IndoorAtlas Geomagnetic Platform Disrupting Proximity Location Market


The idea that you can track a person’s location and movements within virtually any building or even very large enclosed space, and can provide a highly accurate map of the space – with no incremental investment in wireless infrastructure – is extremely intriguing. The technology to do this is available, geomagnetic location, and it is beginning to see increasing adoption. We spoke with Janne Haverinen, the founder and CEO of IndoorAtlas, about, not only the technology, but also the business model for his company, the leader in geomagnetic location.

Geomagnetic Technology

The technology is based on the fact that modern structures of steel and concrete have a magnetic profile, as they interact with the earth’s magnetic field. Using this magnetic profile and an app on a user’s smartphone, IndoorAtlas’s system can track where a user is within the building.

This requires first developing a reference “map” of the premises. The map is based on the local magnetic field data gathered from the premises. One of the features making the service easy to use is that the map can be compiled using software from the company, the IndoorAtlas MapCreator, a process that the company refers to as “fingerprinting” the magnetic profile.

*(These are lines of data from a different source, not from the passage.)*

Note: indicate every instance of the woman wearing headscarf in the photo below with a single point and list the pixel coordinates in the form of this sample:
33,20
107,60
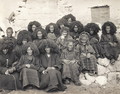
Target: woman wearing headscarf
70,18
9,33
87,55
23,37
71,69
61,23
50,66
52,31
94,39
32,26
62,40
29,66
39,35
109,41
9,77
76,27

Essentially, this fingerprinting can be done by persons walking through a mall or other structure with a smartphone, using the phone’s magnetometer (which drives the compass function) to collect the variations in the geomagnetic field. Using these readings, the map is then created by IndoorAtlas software and stored in the company’s cloud. The company claims a high degree of location accuracy for the system – within one-to-two meters.

Haverinen points out that various applications, whether it’s proximity marketing, wayfinding, search, or even social networking, can be built on top of the company’s platform, using its SDK. The company states that 25,000 developers are currently working on various apps – for both iOS and Android – for the IndoorAtlas platform.

Use Cases for Geomagnetic Location

Some of the use cases for the IndoorAtlas technology are generic, and can be provided by beacons, as well, for example. Others, however, are unique to the geomagnetic system.

Among the interesting, added capabilities that IndoorAtlas offers are: Tracking – the ability to track the individual’s movement throughout the venue. This is done using a “blue dot” that moves across the screen with the person’s movements. This also leads to a “multi-dot” capability – being able to track a group of users. As the company states, “This is great for social networking and team navigation as multiple devices can be located in real-time when using a mobile app.”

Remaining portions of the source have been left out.